Stories from Little Jamaica earn Toronto writer a place on Kobo’s Emerging Writer Prize Short List

Stories from Little Jamaica earn Toronto writer a place on Kobo’s Emerging Writer Prize Short List

Another Caribbean Canadian author has been nominated for a top national literary prize.

Zalika Reid-Benta, a Toronto-based Jamaican Canadian novelist has made the longlist for the Sixth Annual Rakuten Kobo Emerging Writer Prize.

She is in the running for the $10,000 prize for literary fiction for her book Frying Plantain was published last year and nominated for the 2019 Giller Prize, Canada’s most prestigious award. Since then it has won the 2019 Byblacks People’s Choice Awards for Best Author and has been nominated for the Ontario Library Association’s 2020 Forest of Reading Evergreen Award and The Canadian Writers’ Union Danuta Gleed Literary Award.

Rakuten Kobo, the Toronto based global eBook and audiobook online seller will be announcing the winners of the Emerging Writer Prize in June. It recognizes exceptional books written by first-time Canadian authors in three categories: Literary Fiction, Genre Fiction and Nonfiction.

Now in its sixth year, previous winners of the Emerging Writer Prize include Robyn Doolittle for her groundbreaking book Crazy Town: The Rob Ford Story, Omar el Akkad for his renowned debut novel American War, and Maria Qamar (known online as @Hatecopy) for her acclaimed book Trust no Aunty.

Reid-Benta debut story collection Frying Plaintain is a series of linked short tales centring on the coming of age of Kara Davis, a young Jamaican Canadian girl growing up in “Little Jamaica” (the Eglinton West neighbourhood in Toronto.)

She is caught in the middle between her Canadian identity and her desire to be a “true” Jamaican. She lives through her mother and grandmother’s rages against the changing times.

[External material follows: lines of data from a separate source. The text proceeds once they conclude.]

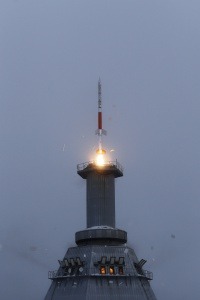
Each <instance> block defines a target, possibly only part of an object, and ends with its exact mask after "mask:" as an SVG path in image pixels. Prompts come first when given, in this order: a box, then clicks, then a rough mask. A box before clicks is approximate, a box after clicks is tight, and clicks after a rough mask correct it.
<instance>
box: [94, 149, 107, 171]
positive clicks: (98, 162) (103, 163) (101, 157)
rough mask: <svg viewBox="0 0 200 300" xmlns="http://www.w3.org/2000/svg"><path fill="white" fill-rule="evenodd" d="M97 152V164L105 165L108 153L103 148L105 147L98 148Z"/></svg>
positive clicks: (101, 165) (100, 164) (98, 164)
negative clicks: (105, 157) (105, 158)
mask: <svg viewBox="0 0 200 300" xmlns="http://www.w3.org/2000/svg"><path fill="white" fill-rule="evenodd" d="M96 153H97V156H96V159H95V163H96V164H97V166H99V167H103V166H104V165H105V154H106V151H105V150H103V149H98V150H97V151H96Z"/></svg>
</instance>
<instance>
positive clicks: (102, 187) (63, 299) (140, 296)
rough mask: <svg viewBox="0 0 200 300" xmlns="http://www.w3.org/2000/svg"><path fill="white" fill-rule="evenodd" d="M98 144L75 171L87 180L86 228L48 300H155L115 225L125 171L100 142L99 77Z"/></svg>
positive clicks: (57, 276)
mask: <svg viewBox="0 0 200 300" xmlns="http://www.w3.org/2000/svg"><path fill="white" fill-rule="evenodd" d="M96 134H97V135H98V138H99V142H98V149H97V151H96V159H95V160H94V161H91V162H87V163H83V164H79V165H78V166H77V173H78V175H80V176H81V177H82V178H83V179H85V180H86V186H87V188H86V190H87V192H86V203H87V209H86V210H87V228H86V229H85V230H82V231H79V232H76V234H75V241H76V244H77V246H76V247H71V248H69V249H68V251H67V253H66V254H65V256H64V258H63V259H62V260H59V261H58V262H59V268H58V270H56V271H50V272H49V278H50V279H51V280H52V283H51V286H50V288H49V290H48V292H47V295H46V297H45V300H50V299H51V300H61V299H63V300H64V299H66V300H67V299H70V300H109V299H113V300H114V299H115V300H125V299H127V300H128V299H132V300H147V299H148V300H156V297H155V295H154V293H153V291H152V289H151V287H150V284H149V281H150V280H152V279H153V276H152V273H151V272H149V271H146V270H144V269H143V266H144V264H145V263H146V260H144V259H141V260H140V261H139V260H138V258H137V257H136V254H135V252H134V250H133V249H131V248H130V247H129V246H127V244H126V242H127V233H126V232H125V231H124V230H121V229H117V228H116V227H115V178H118V177H121V176H123V169H122V166H121V165H120V164H119V162H118V161H107V160H106V151H105V150H104V149H103V147H102V135H103V134H106V131H105V130H104V129H103V128H102V99H101V82H100V81H99V82H98V129H97V130H96Z"/></svg>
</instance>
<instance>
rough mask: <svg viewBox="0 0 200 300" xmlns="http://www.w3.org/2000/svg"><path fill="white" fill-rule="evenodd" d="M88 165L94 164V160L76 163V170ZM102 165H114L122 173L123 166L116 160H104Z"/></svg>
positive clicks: (94, 163)
mask: <svg viewBox="0 0 200 300" xmlns="http://www.w3.org/2000/svg"><path fill="white" fill-rule="evenodd" d="M89 165H95V161H88V162H84V163H81V164H78V165H77V171H83V170H84V169H85V168H87V167H88V166H89ZM104 166H105V167H106V166H110V167H112V166H113V167H116V168H117V169H119V170H120V171H121V172H122V173H123V167H122V165H121V164H120V163H119V162H118V161H117V160H113V161H106V162H105V164H104Z"/></svg>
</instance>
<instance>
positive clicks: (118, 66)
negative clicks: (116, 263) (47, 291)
mask: <svg viewBox="0 0 200 300" xmlns="http://www.w3.org/2000/svg"><path fill="white" fill-rule="evenodd" d="M199 15H200V2H199V0H196V1H195V0H190V1H186V0H167V1H164V0H157V1H156V0H151V1H149V0H129V1H128V0H126V1H122V0H121V1H118V0H110V1H108V0H107V1H105V0H101V1H96V0H90V1H89V0H84V1H83V0H79V1H78V0H68V1H66V0H58V1H53V0H12V1H11V0H1V1H0V108H1V109H0V145H1V147H0V149H1V150H0V189H1V193H0V195H1V196H0V197H1V199H0V200H1V209H0V265H1V272H0V286H1V288H0V298H1V299H3V300H10V299H22V300H26V299H29V300H35V299H43V298H44V295H45V293H46V292H47V289H48V287H49V285H50V280H48V278H47V275H48V274H47V272H48V270H54V269H56V268H57V267H58V263H57V259H60V258H62V257H63V256H64V254H65V252H66V250H67V248H68V247H69V246H72V245H74V233H75V231H77V230H81V229H83V228H85V223H86V220H85V219H86V218H85V182H84V181H83V180H82V179H81V178H80V177H79V176H78V175H76V164H77V163H80V162H84V161H87V160H88V159H90V157H91V155H92V153H93V151H94V146H95V145H97V138H96V136H95V135H94V131H95V129H96V127H97V125H96V115H97V82H98V78H99V76H100V77H101V80H102V89H103V110H104V127H105V129H107V131H108V136H107V137H106V138H105V139H104V145H105V147H106V148H107V149H108V151H109V150H110V149H115V152H113V154H112V156H113V158H117V159H118V160H119V161H120V162H121V164H122V165H123V166H124V168H125V171H124V177H123V178H122V179H118V180H117V183H116V208H117V212H116V214H117V216H116V219H117V227H119V228H121V229H125V230H127V231H128V240H129V245H130V246H132V247H133V248H134V249H135V251H136V254H137V256H138V258H139V259H140V258H146V259H148V265H147V266H146V268H147V269H149V270H151V271H153V273H154V280H153V282H152V287H153V289H154V292H155V294H156V295H157V297H158V299H159V300H169V299H171V300H188V299H191V298H192V299H193V300H196V299H199V294H200V287H199V267H200V263H199V252H200V239H199V233H198V232H199V231H200V218H199V211H200V202H199V196H200V185H199V177H200V168H199V167H200V155H199V153H200V151H199V146H200V137H199V128H200V118H199V112H200V101H199V100H200V84H199V82H200V38H199V37H200V18H199ZM63 150H64V151H63Z"/></svg>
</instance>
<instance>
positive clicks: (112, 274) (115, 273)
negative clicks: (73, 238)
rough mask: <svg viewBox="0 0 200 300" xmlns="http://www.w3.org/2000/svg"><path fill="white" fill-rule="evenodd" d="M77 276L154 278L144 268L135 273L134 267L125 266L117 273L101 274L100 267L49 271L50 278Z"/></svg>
mask: <svg viewBox="0 0 200 300" xmlns="http://www.w3.org/2000/svg"><path fill="white" fill-rule="evenodd" d="M75 276H78V277H80V276H83V277H85V276H94V277H99V276H101V277H130V276H137V277H143V278H146V279H148V280H152V279H153V273H152V272H150V271H147V270H143V272H142V273H141V274H139V273H134V270H133V269H127V268H124V271H123V274H119V273H115V274H109V273H107V274H100V273H99V271H98V269H96V268H88V269H87V268H82V270H81V272H80V271H79V270H78V269H77V268H75V269H71V268H70V272H69V271H65V270H64V269H59V270H56V271H49V272H48V278H49V279H59V278H67V277H75Z"/></svg>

She also survives the life lessons of having to avoid being thought of as too “faas” or too “quiet” or too “bold” or too “soft.”

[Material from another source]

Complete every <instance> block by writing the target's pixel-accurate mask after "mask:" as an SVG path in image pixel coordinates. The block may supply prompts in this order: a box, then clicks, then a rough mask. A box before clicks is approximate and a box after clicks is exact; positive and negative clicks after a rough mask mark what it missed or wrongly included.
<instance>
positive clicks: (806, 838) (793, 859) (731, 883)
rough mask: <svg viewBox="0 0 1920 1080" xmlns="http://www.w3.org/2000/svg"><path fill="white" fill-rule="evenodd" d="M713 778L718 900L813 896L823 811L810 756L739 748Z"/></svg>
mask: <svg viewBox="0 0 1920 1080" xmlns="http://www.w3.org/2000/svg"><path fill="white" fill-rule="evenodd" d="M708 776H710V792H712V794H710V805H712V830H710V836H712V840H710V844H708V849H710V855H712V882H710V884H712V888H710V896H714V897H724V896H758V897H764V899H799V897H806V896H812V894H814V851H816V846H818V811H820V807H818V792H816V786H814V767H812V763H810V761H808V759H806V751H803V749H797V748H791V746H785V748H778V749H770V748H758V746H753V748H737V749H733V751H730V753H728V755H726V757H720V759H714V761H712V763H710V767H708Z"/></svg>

Kara moves from girlhood to the threshold of adulthood, from elementary school to high school graduation, in a dozen interconnected stories. Set in both Toronto and Jamaica, this is a rich and unforgettable portrait of growing up between worlds.

Zalika Reid-Benta was born and raised in Toronto. She studied at the University of Toronto and New York City’s Columbia University. She currently works as the program manager at Diaspora Dialogues, a Toronto-based organization for emerging writers of colour.